Nicht, dass es in der Gesellschaft keine Benachteiligungen von Einzelpersonen und auch von Gruppen gäbe. Nicht, dass es nicht legitim wäre, darauf aufmerksam zu machen und für Veränderungen einzutreten. Nur müssen in der öffentlichen Diskussion auch abweichende Meinungen in gleichem Maße ihren Platz haben. Zu entscheiden, ob Benachteiligungen tatsächlich struktureller Natur sind oder bloß vorgeschoben oder gar vorgetäuscht, erfordert eine sehr differenzierte Betrachtungsweise, die sich nicht mit ein paar Schlagworten abtun lässt. Dasselbe gilt auch für Gründe und Ursachen von Ungleichbehandlungen, die in vielen Fällen ihre Berechtigung haben.

Beim Umgang mit abweichenden Meinungen erweist sich unsere Gesellschaft als viel weniger offen, als sie zu sein vorgibt. Ihr Selbstbild als aufgeklärtes und liberales Gemeinwesen, in dem rückhaltlose Meinungsfreiheit herrscht, ist mit Versuchen, Menschen mundtot zu machen und persönlich anzugreifen, unvereinbar. Erfahrungsgemäß gelangt die Toleranz gegenüber abweichenden Meinungen dort rasch an ihr Ende, wo es um tatsächliche oder vermeintliche Rand- und Opfergruppen der Gesellschaft geht.

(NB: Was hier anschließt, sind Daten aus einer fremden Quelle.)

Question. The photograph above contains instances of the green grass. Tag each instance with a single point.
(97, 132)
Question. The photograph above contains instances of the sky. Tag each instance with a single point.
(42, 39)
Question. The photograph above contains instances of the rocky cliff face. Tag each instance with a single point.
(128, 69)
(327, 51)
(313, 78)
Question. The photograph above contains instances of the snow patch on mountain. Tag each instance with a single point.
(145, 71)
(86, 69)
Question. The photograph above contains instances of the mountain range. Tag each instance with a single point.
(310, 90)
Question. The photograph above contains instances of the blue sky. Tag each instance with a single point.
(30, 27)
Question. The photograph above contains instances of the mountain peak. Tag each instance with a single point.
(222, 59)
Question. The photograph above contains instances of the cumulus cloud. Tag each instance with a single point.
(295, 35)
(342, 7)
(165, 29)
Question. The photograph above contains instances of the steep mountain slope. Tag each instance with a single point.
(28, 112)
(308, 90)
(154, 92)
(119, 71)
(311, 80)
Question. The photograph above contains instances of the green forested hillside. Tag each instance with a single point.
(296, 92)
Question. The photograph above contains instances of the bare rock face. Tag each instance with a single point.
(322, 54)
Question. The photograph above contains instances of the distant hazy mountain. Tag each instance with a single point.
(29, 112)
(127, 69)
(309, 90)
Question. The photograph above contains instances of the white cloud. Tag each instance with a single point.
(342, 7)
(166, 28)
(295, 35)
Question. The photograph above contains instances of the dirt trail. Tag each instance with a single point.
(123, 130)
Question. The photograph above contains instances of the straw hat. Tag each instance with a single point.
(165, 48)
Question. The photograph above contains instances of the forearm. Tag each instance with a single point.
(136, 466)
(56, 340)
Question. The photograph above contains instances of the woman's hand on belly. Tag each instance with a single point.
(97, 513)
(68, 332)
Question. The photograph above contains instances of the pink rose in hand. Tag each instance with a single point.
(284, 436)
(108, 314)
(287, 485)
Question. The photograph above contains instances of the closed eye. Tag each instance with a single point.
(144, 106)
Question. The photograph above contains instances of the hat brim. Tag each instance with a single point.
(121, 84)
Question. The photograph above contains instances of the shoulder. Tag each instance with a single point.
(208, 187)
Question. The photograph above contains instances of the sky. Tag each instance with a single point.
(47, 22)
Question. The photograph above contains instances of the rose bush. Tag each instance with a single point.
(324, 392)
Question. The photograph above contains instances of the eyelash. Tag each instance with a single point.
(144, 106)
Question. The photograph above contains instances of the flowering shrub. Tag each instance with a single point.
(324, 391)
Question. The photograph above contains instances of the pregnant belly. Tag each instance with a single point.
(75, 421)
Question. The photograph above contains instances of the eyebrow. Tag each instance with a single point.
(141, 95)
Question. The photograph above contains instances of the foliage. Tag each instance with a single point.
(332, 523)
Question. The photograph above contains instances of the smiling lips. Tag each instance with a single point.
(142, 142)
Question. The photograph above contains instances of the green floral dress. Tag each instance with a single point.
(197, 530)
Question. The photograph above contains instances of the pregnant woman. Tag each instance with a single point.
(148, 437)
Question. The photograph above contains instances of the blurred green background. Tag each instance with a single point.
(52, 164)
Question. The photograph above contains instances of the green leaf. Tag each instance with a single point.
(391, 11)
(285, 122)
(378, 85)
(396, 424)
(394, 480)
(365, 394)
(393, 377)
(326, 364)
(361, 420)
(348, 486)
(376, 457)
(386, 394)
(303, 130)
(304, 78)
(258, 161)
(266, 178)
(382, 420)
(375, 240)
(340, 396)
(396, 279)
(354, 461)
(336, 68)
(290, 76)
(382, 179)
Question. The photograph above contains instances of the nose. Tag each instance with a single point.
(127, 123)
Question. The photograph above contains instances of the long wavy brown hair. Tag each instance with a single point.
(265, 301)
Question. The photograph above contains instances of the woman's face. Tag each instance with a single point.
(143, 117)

Ganz gleich, ob von Zuwanderern, Zigeunern, Moslems, Juden, Homosexuellen, Behinderten, Kindern oder Frauen – die im Übrigen weder eine Rand- noch eine Opfergruppe darstellen – die Rede ist: Jeder, der sich öffentlich zu diesen Gruppen äußert und dabei gewisse Spielregeln verletzt, läuft Gefahr, sich heftigen, teils unsachlichen Attacken ausgesetzt zu sehen. Dies ist insbesondere dann der Fall, wenn er seine Stimme wider den Zeitgeist erhebt.

Wir dürfen aber nicht vergessen: Nicht jede Äußerung über Asylmissbrauch ist per se ausländerfeindlich; nicht jede Kritik am Staat Israel oder an internationalen jüdischen Netzwerken hat antisemitische Gründe; die Ablehnung des Gender mainstreaming als politische Kategorie oder der Homo-Ehe ist nicht unbedingt sexistisch; die Forderung nach strengeren Erziehungsmaßnahmen heißt nicht, der Gewalt in der Erziehung das Wort zu reden; ebenso wenig zeugt die Befürwortung der Euthanasie automatisch von einer menschenfeindlichen Gesinnung.

Dennoch lauert hinter jeder Ecke der Vorwurf des Rassismus, Sexismus oder der Fremdenfeindlichkeit. Meist wird dabei die Person selber in den Mittelpunkt der Angriffe gerückt, statt ihre Argumente zu entkräften. Der Vorwurf der falschen Gesinnung reicht aus, um jemanden zu stigmatisieren. Solche Argumente „ad hominem“ sind aber nicht nur in jeder Diskussion verpönt, sondern auch für jede Form der Kommunikation äußerst hinderlich.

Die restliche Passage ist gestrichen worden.